On 31/07/2016 19:58, Terry Reedy wrote:
On 7/31/2016 6:18 AM, BartC wrote:

 repeat N:

The benefit is not so much performance, but being able to express
something very easily and quickly.

The cost of the 'repeat' contraction is that one cannot use the loop
variable, either as part of a modified computation or for monitoring or
debugging purposes.
       print(i, for_body_result)
Beginners are often atrocious at debugging, and it seems not to be
taught hardly at all.  'repeat n' erects a barrier to debugging.

Debugging: probing a computation to see what actually happens, as
opposed to what one wanted and expected to happen.  (Me, just now ;-)

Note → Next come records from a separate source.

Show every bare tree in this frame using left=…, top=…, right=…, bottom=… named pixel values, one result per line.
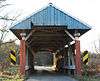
left=93, top=40, right=100, bottom=54
left=0, top=0, right=20, bottom=47
left=0, top=0, right=20, bottom=72
left=88, top=40, right=100, bottom=75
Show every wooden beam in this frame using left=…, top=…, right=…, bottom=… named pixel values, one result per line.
left=25, top=30, right=35, bottom=41
left=30, top=44, right=64, bottom=48
left=19, top=40, right=23, bottom=75
left=29, top=40, right=65, bottom=44
left=32, top=33, right=64, bottom=37
left=29, top=36, right=65, bottom=42
left=65, top=30, right=75, bottom=40
left=28, top=37, right=66, bottom=45
left=32, top=28, right=64, bottom=32
left=75, top=39, right=82, bottom=75
left=25, top=41, right=35, bottom=57
left=65, top=41, right=75, bottom=48
left=19, top=39, right=26, bottom=75
left=70, top=41, right=75, bottom=45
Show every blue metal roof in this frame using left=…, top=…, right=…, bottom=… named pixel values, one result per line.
left=11, top=4, right=91, bottom=30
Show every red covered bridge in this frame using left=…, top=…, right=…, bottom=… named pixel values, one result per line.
left=10, top=4, right=91, bottom=76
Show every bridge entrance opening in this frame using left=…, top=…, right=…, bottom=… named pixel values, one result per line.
left=10, top=4, right=90, bottom=76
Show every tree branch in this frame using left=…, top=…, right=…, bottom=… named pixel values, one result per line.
left=1, top=39, right=18, bottom=45
left=94, top=41, right=100, bottom=54
left=0, top=4, right=11, bottom=8
left=0, top=0, right=6, bottom=1
left=0, top=16, right=16, bottom=21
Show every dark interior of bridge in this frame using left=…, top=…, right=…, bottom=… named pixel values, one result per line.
left=20, top=29, right=75, bottom=75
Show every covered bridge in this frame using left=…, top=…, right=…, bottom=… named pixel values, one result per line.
left=10, top=4, right=91, bottom=76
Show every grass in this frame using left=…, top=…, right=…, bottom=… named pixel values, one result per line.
left=76, top=64, right=100, bottom=81
left=0, top=65, right=24, bottom=81
left=76, top=76, right=100, bottom=81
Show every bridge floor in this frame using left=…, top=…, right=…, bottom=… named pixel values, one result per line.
left=27, top=66, right=77, bottom=81
left=27, top=75, right=77, bottom=81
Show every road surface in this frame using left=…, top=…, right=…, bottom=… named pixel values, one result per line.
left=27, top=75, right=77, bottom=81
left=27, top=66, right=77, bottom=81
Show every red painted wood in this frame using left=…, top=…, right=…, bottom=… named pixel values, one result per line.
left=23, top=39, right=26, bottom=75
left=19, top=40, right=23, bottom=74
left=19, top=40, right=26, bottom=75
left=75, top=40, right=82, bottom=75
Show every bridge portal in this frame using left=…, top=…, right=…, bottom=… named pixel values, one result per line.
left=10, top=4, right=91, bottom=76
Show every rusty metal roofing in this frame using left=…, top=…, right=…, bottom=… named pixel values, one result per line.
left=10, top=4, right=91, bottom=30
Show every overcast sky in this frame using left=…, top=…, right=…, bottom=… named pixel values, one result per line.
left=0, top=0, right=100, bottom=52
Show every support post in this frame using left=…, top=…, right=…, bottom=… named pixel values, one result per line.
left=74, top=38, right=82, bottom=75
left=53, top=53, right=56, bottom=69
left=20, top=33, right=26, bottom=75
left=19, top=40, right=23, bottom=75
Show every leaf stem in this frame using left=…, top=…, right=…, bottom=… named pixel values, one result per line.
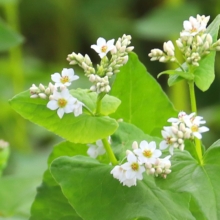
left=188, top=80, right=203, bottom=165
left=95, top=92, right=105, bottom=115
left=102, top=138, right=118, bottom=165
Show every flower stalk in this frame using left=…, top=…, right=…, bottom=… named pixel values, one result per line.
left=102, top=138, right=118, bottom=165
left=188, top=80, right=203, bottom=165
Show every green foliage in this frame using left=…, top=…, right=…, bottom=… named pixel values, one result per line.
left=0, top=146, right=10, bottom=176
left=30, top=141, right=86, bottom=220
left=50, top=155, right=195, bottom=220
left=111, top=52, right=176, bottom=136
left=9, top=89, right=119, bottom=144
left=0, top=18, right=23, bottom=52
left=155, top=140, right=220, bottom=219
left=168, top=15, right=220, bottom=91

One major way of debugging is printing values as they are computed.
Naming values (objects) allows them to be printed without recomputing
the value.  In the 'repeat n' context, recomputing would mean adding 3
lines of debugging code instead of 1.

i = 0
repeat n:
   a = f(a)
   print(i, a)
   n += 1

Your objection to a feature such as 'repeat N' doesn't really stack up.

Debugging code is stuff that you add temporarily to find out what's going on, then you get rid of it to leave the clean, unfettered lines of the program.

You don't want people wondering where that loop index may or may not be used.

Anyway, if that was a valid objection, it would apply throughout the language. In list-comps for example (there is an index, but where do you stick the print?). Or in a for-loop iterating over values:

 a=[10,20,30,40,50]
 for x in a:
    print (x)

This will print the element, but what's the index? According to you, every such for-loop needs to be written in a form that provides the index of a loop, on the off-chance that someone might want to print its value somewhere in the body! ('for (i,x) in enumerate(a):')

I get that people here don't want such a feature, but I don't think this is the reason.

I think the real reason is not willing to admit that the language lacks something that could actually be useful, and especially not to an upstart on usenet who is not even an expert in that language.